I love the Origin of Inspiration by Samuel Adoquei. I go back and read parts of it over and over whenever I'm feeling stuck. The author is the stepfather of Julian Casablancas who is the lead singer of The Strokes. I photographed their concert at Governors Ball Music Festival a few years ago in NYC and was very struck by his performance so I did some googling afterwards and came across the book.
What do you love most about running your own business?
Being able to work with so many other awesome creatives! There are so many talented people in the Philly/NYC area and it's fun working on events and projects together. I also love having creative control and the ability to develop my own artistic vision. If I want my website to look a certain way, or if I want to shoot something in a certain way, I can.

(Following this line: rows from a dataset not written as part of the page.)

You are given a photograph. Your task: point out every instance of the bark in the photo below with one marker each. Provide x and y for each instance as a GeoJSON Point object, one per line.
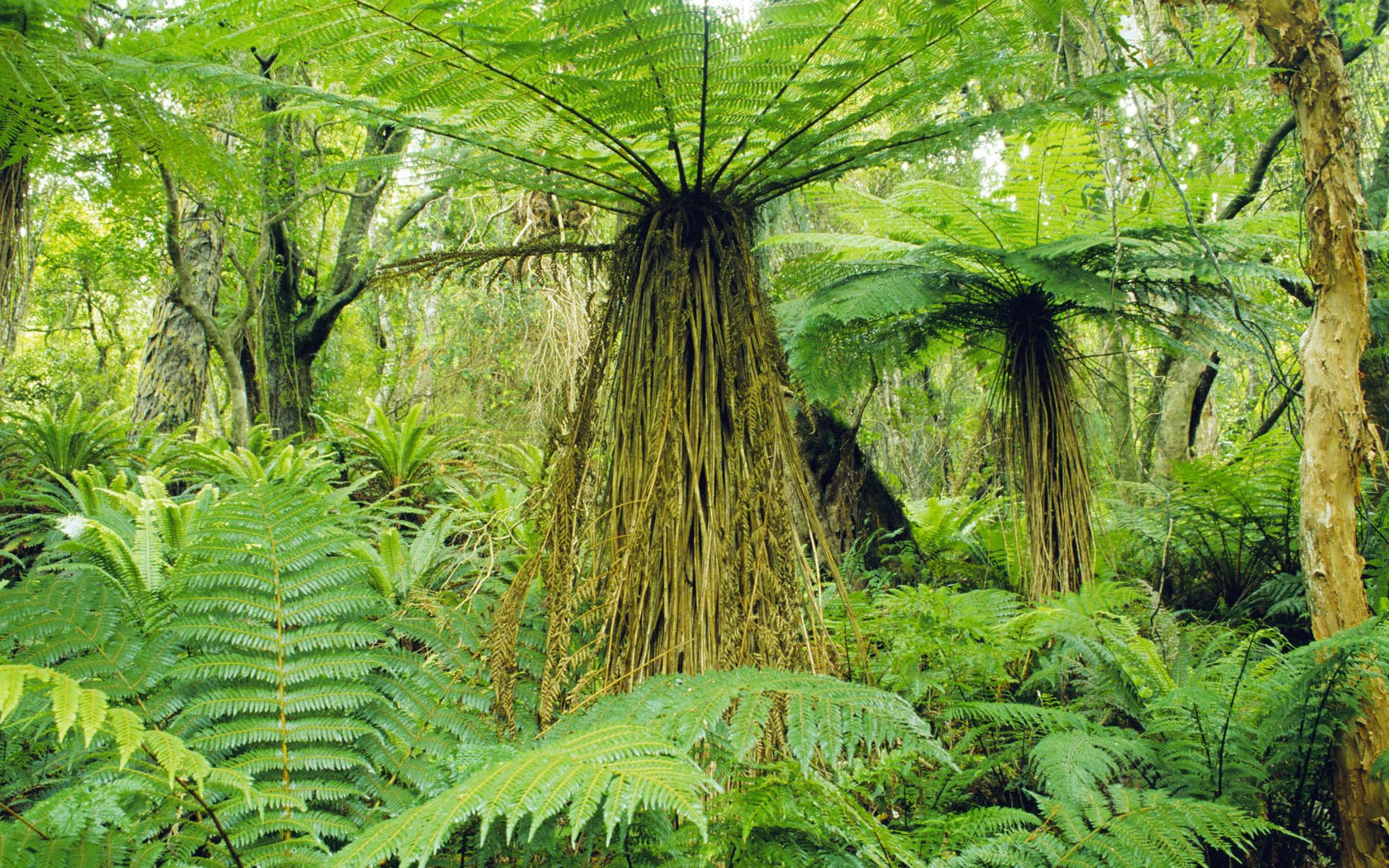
{"type": "Point", "coordinates": [14, 186]}
{"type": "Point", "coordinates": [1335, 431]}
{"type": "Point", "coordinates": [1172, 441]}
{"type": "Point", "coordinates": [1374, 365]}
{"type": "Point", "coordinates": [298, 321]}
{"type": "Point", "coordinates": [1200, 403]}
{"type": "Point", "coordinates": [173, 382]}
{"type": "Point", "coordinates": [1119, 406]}
{"type": "Point", "coordinates": [186, 296]}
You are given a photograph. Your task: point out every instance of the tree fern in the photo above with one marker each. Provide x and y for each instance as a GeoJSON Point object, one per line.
{"type": "Point", "coordinates": [1117, 827]}
{"type": "Point", "coordinates": [819, 720]}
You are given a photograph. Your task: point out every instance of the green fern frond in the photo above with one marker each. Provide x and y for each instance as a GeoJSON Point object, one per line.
{"type": "Point", "coordinates": [817, 718]}
{"type": "Point", "coordinates": [616, 770]}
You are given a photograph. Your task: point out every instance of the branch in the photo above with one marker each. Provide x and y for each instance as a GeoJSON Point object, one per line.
{"type": "Point", "coordinates": [1260, 169]}
{"type": "Point", "coordinates": [1277, 412]}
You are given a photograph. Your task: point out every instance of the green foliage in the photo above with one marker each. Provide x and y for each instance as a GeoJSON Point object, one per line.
{"type": "Point", "coordinates": [1115, 827]}
{"type": "Point", "coordinates": [404, 455]}
{"type": "Point", "coordinates": [131, 541]}
{"type": "Point", "coordinates": [74, 706]}
{"type": "Point", "coordinates": [600, 775]}
{"type": "Point", "coordinates": [67, 441]}
{"type": "Point", "coordinates": [743, 713]}
{"type": "Point", "coordinates": [1228, 529]}
{"type": "Point", "coordinates": [278, 625]}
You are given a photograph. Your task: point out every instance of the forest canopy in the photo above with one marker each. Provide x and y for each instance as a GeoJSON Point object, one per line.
{"type": "Point", "coordinates": [694, 432]}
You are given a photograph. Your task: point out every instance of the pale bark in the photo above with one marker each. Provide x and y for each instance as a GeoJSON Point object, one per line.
{"type": "Point", "coordinates": [1172, 442]}
{"type": "Point", "coordinates": [1119, 404]}
{"type": "Point", "coordinates": [186, 298]}
{"type": "Point", "coordinates": [1335, 431]}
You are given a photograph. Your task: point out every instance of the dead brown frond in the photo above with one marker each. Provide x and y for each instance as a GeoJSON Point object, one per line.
{"type": "Point", "coordinates": [699, 559]}
{"type": "Point", "coordinates": [1045, 446]}
{"type": "Point", "coordinates": [445, 263]}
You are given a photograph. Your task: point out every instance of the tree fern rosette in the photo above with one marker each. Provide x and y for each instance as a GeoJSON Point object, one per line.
{"type": "Point", "coordinates": [682, 118]}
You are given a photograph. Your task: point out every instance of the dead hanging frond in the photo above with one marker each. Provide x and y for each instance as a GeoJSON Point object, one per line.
{"type": "Point", "coordinates": [445, 263]}
{"type": "Point", "coordinates": [699, 560]}
{"type": "Point", "coordinates": [14, 186]}
{"type": "Point", "coordinates": [1037, 390]}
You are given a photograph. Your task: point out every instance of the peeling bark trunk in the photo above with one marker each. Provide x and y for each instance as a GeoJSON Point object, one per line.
{"type": "Point", "coordinates": [1335, 431]}
{"type": "Point", "coordinates": [173, 382]}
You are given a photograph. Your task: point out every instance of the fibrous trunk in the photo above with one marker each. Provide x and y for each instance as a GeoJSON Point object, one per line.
{"type": "Point", "coordinates": [14, 186]}
{"type": "Point", "coordinates": [1041, 420]}
{"type": "Point", "coordinates": [173, 382]}
{"type": "Point", "coordinates": [698, 561]}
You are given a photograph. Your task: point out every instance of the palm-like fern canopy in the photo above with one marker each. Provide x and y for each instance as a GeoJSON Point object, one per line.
{"type": "Point", "coordinates": [628, 103]}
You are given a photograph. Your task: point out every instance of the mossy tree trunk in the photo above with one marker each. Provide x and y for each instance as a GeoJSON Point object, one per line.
{"type": "Point", "coordinates": [173, 381]}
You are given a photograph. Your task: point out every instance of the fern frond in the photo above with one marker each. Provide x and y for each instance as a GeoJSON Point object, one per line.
{"type": "Point", "coordinates": [617, 770]}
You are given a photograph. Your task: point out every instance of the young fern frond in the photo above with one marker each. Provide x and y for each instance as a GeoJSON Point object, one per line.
{"type": "Point", "coordinates": [73, 706]}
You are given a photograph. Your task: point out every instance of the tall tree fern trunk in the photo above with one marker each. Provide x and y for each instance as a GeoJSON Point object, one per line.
{"type": "Point", "coordinates": [1045, 443]}
{"type": "Point", "coordinates": [173, 382]}
{"type": "Point", "coordinates": [1119, 404]}
{"type": "Point", "coordinates": [14, 186]}
{"type": "Point", "coordinates": [702, 541]}
{"type": "Point", "coordinates": [1172, 441]}
{"type": "Point", "coordinates": [1335, 432]}
{"type": "Point", "coordinates": [700, 557]}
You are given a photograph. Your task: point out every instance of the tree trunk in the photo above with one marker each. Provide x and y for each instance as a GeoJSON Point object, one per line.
{"type": "Point", "coordinates": [1335, 428]}
{"type": "Point", "coordinates": [1119, 406]}
{"type": "Point", "coordinates": [1172, 441]}
{"type": "Point", "coordinates": [700, 555]}
{"type": "Point", "coordinates": [173, 382]}
{"type": "Point", "coordinates": [855, 503]}
{"type": "Point", "coordinates": [14, 186]}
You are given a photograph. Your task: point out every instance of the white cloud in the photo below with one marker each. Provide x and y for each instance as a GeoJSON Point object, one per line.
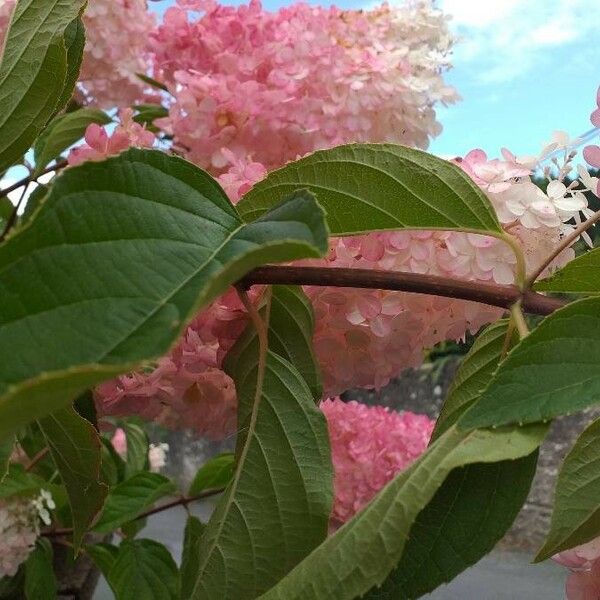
{"type": "Point", "coordinates": [509, 38]}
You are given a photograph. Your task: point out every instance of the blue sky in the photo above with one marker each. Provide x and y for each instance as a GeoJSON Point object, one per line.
{"type": "Point", "coordinates": [524, 68]}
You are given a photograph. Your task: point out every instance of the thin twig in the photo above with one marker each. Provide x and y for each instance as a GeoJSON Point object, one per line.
{"type": "Point", "coordinates": [61, 164]}
{"type": "Point", "coordinates": [13, 217]}
{"type": "Point", "coordinates": [183, 501]}
{"type": "Point", "coordinates": [503, 296]}
{"type": "Point", "coordinates": [566, 243]}
{"type": "Point", "coordinates": [519, 319]}
{"type": "Point", "coordinates": [37, 458]}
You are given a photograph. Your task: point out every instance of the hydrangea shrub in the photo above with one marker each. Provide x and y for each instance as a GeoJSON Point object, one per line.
{"type": "Point", "coordinates": [242, 224]}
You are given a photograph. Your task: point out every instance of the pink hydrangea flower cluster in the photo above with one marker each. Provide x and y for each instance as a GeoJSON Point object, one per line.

It's really refreshing to be able to make your own decisions and stay true to your style.
What is your least favorite aspect of running your own business?
A lot of my shoots take place on the weekend, which is great because it means that I can grocery shop at 10am on a Tuesday when no one else is around, but it can also be very isolating when most of your friends work a more traditional 9-5 schedule during the week. It's hard when you have to miss seeing family or going to a party because you're just not on the same schedule as others!
What is your best piece of advice for other women who are thinking about launching a business?
Become friends with others who have already done it and ask them lots of questions. It's important to set yourself up for success by learning from what they have done, which to me mostly means learning from their mistakes so you don't make the same ones. It's not easy launching a business by yourself and because of that I also think it's important to outsource things that you're not good at. You only have so many hours in a day so spend your time wisely.